Lower é um disco sonoro e político, daquele tipo que não dá para saber onde termina o som e começa a política. Slow dance in a gay bar é um soul indie e sujo, com teclados que parecem montados assumidamente de maneira tosca, cuja letra fala sobre solidão e encontros na noite LGBT. Pompeii statues é um r&b acústico e fantasmagórico que lança mão de imagens bastante poéticas para falar sobre o ato de fazer a mesma coisa eternamente. O mesmo clima amedrontador aparece na montagem de baixo, teclados, percussão, ruídos e vocal distorcido Speaking with the dead, com mais barulho no final.

Já a balada folk cigana Rebecca Latimer Felton gets a BBC é provocação, reparação histórica e um verdadeiro soco: a Rebecca cujo nome completo aparece no título (1835-1930) foi uma senadora, escravocrata e supremacista branca dos Estados Unidos. A letra é um conto bem violento sobre atração sexual de fazendeiros por escravos, terminando em abuso e assassinato – vale citar que o BBC do título nada tem ver com o nome da emissora estatal britânica (e dispensa tradução).

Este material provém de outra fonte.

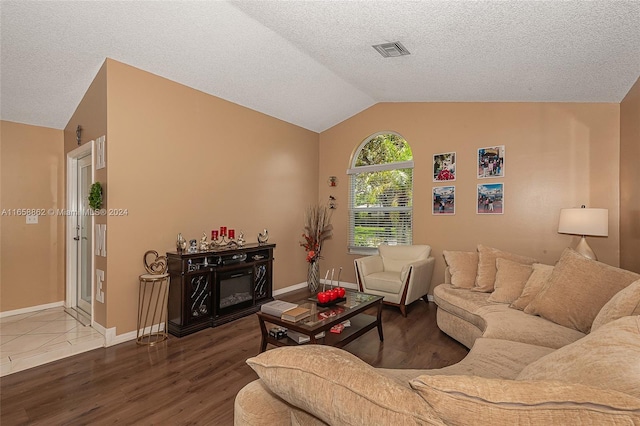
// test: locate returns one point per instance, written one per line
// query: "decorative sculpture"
(263, 236)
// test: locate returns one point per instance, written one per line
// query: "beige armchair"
(402, 274)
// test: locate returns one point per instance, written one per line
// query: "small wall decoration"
(443, 200)
(490, 198)
(444, 167)
(491, 162)
(95, 196)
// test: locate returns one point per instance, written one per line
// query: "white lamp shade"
(593, 222)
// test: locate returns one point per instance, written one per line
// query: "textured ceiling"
(311, 63)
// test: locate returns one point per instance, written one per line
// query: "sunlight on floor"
(36, 338)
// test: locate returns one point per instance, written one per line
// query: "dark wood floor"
(193, 380)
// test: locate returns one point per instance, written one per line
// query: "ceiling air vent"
(389, 50)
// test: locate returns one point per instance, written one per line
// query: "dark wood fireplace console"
(211, 288)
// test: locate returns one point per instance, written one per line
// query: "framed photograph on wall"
(444, 167)
(444, 200)
(490, 198)
(491, 162)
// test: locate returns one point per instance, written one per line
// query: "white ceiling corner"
(311, 63)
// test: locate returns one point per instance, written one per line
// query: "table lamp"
(583, 221)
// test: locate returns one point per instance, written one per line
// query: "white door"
(83, 238)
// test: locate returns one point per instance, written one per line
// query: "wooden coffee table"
(323, 318)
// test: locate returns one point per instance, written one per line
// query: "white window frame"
(354, 170)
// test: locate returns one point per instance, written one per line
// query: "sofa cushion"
(625, 303)
(539, 277)
(608, 358)
(461, 302)
(493, 359)
(388, 282)
(468, 400)
(502, 322)
(255, 404)
(511, 278)
(487, 256)
(578, 288)
(463, 267)
(339, 388)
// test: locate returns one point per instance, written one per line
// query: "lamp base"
(584, 249)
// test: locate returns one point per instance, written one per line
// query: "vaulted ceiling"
(311, 63)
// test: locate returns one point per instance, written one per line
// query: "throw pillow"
(472, 400)
(608, 358)
(463, 267)
(577, 290)
(511, 278)
(486, 275)
(539, 277)
(626, 302)
(339, 388)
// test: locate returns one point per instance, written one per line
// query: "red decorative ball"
(323, 297)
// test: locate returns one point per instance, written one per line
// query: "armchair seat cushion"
(388, 282)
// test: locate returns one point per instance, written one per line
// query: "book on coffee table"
(295, 314)
(277, 307)
(303, 338)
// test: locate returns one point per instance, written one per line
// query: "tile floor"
(36, 338)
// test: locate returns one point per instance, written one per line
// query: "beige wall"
(31, 177)
(183, 161)
(630, 179)
(91, 115)
(557, 156)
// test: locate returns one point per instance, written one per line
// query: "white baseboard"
(32, 309)
(300, 286)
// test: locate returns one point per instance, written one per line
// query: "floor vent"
(390, 50)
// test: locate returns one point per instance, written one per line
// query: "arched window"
(381, 193)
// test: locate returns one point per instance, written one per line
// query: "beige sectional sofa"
(549, 345)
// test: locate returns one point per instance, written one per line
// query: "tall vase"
(313, 276)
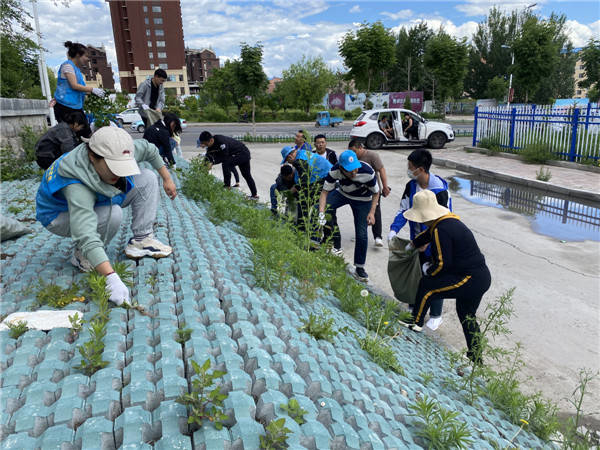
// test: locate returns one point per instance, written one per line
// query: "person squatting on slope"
(356, 186)
(419, 163)
(229, 152)
(83, 192)
(456, 269)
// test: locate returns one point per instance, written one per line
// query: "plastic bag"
(404, 270)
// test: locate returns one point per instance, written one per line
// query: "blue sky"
(289, 29)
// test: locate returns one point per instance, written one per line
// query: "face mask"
(411, 175)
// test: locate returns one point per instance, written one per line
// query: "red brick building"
(200, 65)
(98, 65)
(149, 35)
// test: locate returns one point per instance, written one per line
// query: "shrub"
(538, 152)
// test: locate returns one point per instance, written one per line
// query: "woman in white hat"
(457, 267)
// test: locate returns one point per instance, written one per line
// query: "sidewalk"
(579, 182)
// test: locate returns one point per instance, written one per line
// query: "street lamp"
(512, 63)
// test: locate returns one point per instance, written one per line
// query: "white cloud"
(482, 7)
(402, 14)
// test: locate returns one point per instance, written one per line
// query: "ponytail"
(75, 49)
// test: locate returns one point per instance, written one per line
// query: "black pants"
(376, 227)
(467, 289)
(233, 170)
(244, 166)
(60, 111)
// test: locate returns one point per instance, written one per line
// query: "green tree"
(497, 88)
(251, 76)
(487, 56)
(446, 60)
(369, 54)
(308, 81)
(409, 72)
(590, 56)
(537, 53)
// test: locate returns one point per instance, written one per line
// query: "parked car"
(130, 115)
(140, 128)
(324, 119)
(366, 126)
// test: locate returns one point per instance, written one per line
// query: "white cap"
(115, 145)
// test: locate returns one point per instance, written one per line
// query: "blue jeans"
(360, 211)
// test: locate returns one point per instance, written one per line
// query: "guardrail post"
(513, 118)
(475, 126)
(573, 148)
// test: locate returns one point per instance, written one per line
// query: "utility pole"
(42, 64)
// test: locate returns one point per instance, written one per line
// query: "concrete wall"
(16, 113)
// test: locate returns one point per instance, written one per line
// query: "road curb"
(540, 185)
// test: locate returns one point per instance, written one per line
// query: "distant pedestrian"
(300, 141)
(70, 85)
(60, 139)
(150, 97)
(231, 153)
(160, 134)
(419, 164)
(321, 149)
(350, 182)
(373, 159)
(457, 268)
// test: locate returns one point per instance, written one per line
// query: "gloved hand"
(119, 293)
(322, 219)
(425, 267)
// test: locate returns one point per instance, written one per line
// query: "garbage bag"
(404, 270)
(11, 228)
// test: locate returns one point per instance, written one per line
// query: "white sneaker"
(434, 322)
(147, 247)
(79, 261)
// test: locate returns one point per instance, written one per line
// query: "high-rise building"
(149, 35)
(200, 65)
(98, 71)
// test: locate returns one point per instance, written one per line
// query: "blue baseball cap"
(285, 152)
(349, 161)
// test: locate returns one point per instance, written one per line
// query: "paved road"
(556, 306)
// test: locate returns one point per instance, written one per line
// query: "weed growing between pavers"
(204, 404)
(440, 427)
(277, 434)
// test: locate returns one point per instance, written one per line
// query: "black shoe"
(361, 275)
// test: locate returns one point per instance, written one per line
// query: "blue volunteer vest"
(50, 201)
(416, 228)
(67, 96)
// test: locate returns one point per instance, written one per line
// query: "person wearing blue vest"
(419, 163)
(82, 194)
(70, 85)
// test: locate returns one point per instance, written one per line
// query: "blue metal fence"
(572, 133)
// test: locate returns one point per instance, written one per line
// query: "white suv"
(367, 127)
(130, 115)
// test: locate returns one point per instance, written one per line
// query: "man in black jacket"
(231, 153)
(457, 268)
(161, 133)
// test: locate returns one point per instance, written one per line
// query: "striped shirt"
(361, 187)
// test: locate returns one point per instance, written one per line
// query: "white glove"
(119, 293)
(425, 267)
(322, 219)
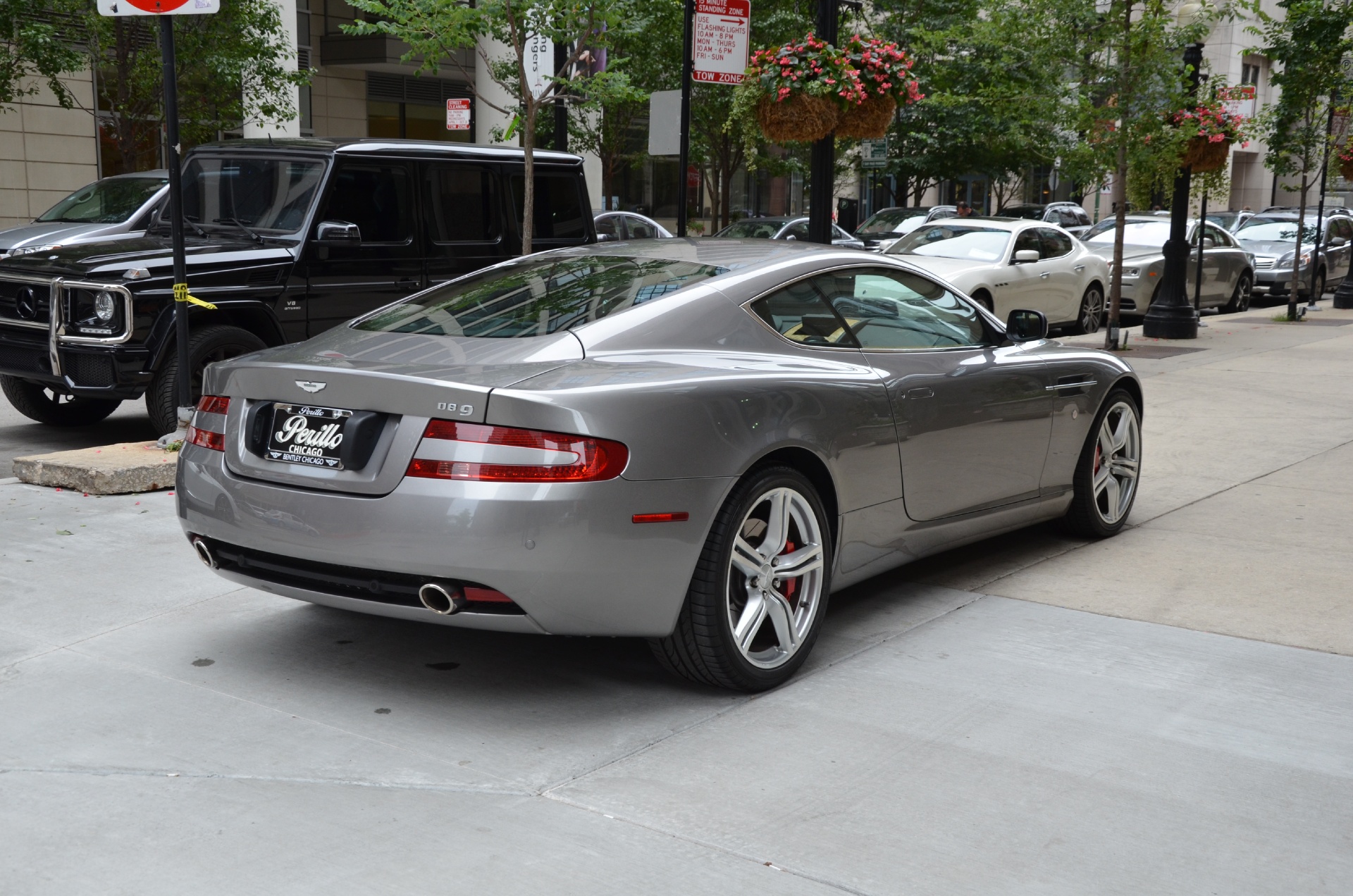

E por aí vai Lower, que também ganha um ar meio grunge-brit pop, embora experimental, em Same kind of lonely, uma canção cheia de efeitos sonoros, cujo tema basicamente é escapar do dia a dia violento. O final, com Hope for the night time, é um soul de sarjeta que, mesmo contando uma história triste, insere um pouco de esperança no discurso: “esperança para o cansado/a vida é contagiosa/esperança para sua jornada/esperança para você”. Que a força esteja com discos como esse.

Nota: 9
Gravadora: Fire Next Time Records/Thirty Tigers
Lançamento: 24 de janeiro de 2025.

Crítica

Ouvimos: The Cure – “Mixes of a lost world”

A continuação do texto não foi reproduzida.